Monsanto loses challenge of California glyphosate listing. A California Court of Appeals has held that the state may list glyphosate, the active ingredient in Monsanto's Roundup product, as a probable carcinogen under California’s Proposition 65, which requires the California Office of Environmental Health Hazard Assessment (OEHHA) to list all chemical agents with a known association to cancer. OEHHA based its listing on a 2015 report from the International Agency for Research on Cancer (IARC) which stated that glyphosate was a "probable" human carcinogen. Proposition 65 allows OEHHA to use an IARC finding for listing determinations, but Monsanto argued that such reliance represented an unconstitutional delegation of authority to a foreign agency. The court disagreed, ruling that OEHHA acted appropriately by relying on the IARC conclusion that glyphosate is a possible carcinogen. Monsanto Company v. Office of Environmental Health Hazard Assessment et al, F075362, 231 Cal.Rptr.3d 537 (Cal. Ct. App. April 19, 2018) is here.
National GMO Standard proposed. On May 4, the Agricultural Marketing Service (AMS) released the administrative rule it proposes to meet the 2016 Congressional mandate to develop a National Bioengineered Food Disclosure Standard. The rule would require that genetically modified or “bioengineered” food be labeled as such. According to the AMS, “[t]he proposed rule is intended to provide a mandatory uniform national standard for disclosure of information to consumers about the [bioengineered] status of foods.” The AMS is asking for interested parties to submit their comments about the proposed rule by July 3, 2018.

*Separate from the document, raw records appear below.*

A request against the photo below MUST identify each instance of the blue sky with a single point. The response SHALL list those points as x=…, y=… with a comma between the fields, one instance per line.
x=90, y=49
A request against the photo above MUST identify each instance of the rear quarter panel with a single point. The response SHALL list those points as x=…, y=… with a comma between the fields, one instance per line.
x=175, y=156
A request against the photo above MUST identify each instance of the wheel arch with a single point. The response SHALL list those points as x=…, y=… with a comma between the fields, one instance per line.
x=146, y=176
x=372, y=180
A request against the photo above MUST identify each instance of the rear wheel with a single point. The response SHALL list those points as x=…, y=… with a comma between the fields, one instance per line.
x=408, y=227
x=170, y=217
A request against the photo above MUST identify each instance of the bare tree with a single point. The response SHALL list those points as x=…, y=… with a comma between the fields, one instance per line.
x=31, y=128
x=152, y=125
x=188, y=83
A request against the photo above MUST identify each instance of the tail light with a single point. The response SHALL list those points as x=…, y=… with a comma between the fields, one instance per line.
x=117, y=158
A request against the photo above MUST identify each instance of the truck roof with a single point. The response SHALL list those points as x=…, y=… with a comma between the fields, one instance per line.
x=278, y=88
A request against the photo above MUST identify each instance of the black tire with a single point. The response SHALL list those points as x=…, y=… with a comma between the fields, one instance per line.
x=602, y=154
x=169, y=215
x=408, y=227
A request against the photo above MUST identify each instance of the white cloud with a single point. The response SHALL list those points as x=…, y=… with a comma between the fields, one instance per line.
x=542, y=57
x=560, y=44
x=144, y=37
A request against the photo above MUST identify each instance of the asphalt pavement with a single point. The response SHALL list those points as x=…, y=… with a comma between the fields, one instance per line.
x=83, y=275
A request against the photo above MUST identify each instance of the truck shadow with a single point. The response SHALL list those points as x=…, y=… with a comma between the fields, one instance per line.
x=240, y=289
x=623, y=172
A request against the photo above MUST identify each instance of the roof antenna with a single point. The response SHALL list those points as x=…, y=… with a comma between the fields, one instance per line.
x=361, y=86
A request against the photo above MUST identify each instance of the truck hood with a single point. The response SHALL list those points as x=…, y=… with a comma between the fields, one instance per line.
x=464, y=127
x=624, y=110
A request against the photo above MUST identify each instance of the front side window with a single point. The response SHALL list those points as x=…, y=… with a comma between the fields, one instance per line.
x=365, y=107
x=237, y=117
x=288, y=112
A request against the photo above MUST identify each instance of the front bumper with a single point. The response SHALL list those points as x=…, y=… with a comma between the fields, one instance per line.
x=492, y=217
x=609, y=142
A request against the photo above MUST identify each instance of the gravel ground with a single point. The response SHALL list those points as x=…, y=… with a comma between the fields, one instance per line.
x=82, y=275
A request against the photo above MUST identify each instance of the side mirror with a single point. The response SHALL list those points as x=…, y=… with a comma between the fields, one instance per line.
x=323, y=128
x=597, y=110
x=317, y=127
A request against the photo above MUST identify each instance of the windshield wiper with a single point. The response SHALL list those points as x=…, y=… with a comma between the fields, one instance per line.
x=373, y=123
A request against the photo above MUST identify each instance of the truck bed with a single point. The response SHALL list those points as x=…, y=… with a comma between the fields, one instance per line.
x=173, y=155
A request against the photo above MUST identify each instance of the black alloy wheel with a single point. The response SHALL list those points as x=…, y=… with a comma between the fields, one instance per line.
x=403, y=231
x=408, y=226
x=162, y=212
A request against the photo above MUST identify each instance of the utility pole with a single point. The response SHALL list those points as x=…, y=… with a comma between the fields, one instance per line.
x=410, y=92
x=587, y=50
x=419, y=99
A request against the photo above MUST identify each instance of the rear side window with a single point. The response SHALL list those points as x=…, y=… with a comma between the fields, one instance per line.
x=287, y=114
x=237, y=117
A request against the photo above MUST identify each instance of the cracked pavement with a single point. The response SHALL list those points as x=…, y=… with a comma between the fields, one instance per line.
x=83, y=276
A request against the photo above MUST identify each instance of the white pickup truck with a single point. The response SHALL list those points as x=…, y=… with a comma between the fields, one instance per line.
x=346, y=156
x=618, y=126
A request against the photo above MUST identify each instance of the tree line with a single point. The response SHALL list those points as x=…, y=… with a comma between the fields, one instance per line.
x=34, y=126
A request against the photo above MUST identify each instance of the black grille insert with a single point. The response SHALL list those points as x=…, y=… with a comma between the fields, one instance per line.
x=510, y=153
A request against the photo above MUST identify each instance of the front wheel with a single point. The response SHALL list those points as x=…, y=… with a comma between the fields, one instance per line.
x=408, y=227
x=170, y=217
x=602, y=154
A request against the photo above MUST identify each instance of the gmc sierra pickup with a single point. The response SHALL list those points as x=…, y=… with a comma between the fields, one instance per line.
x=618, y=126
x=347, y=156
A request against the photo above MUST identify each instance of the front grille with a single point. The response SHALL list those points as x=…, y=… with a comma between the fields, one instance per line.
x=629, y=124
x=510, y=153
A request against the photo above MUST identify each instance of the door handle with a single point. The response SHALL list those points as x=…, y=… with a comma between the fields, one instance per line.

Industrial hemp bill on the move. Senate Majority Leader Mitch McConnell's federal legislation to allow states to regulate industrial hemp is gaining traction. The National Association of State Departments of Agriculture is supporting the bill and encouraging Congress to “provide an opportunity toward full commercialization of this new crop opportunity for farmers.”
More on Arkansas dicamba ban. In Arkansas, where the fight over the use of dicamba has raged for the past few years, the state Supreme Court has overruled several lower court judges’ rulings that certain farmers be exempted from the statewide ban on applying the volatile herbicide. The Arkansas State Plant Board has banned the use of dicamba in the state from April 16 through October 31 of this year.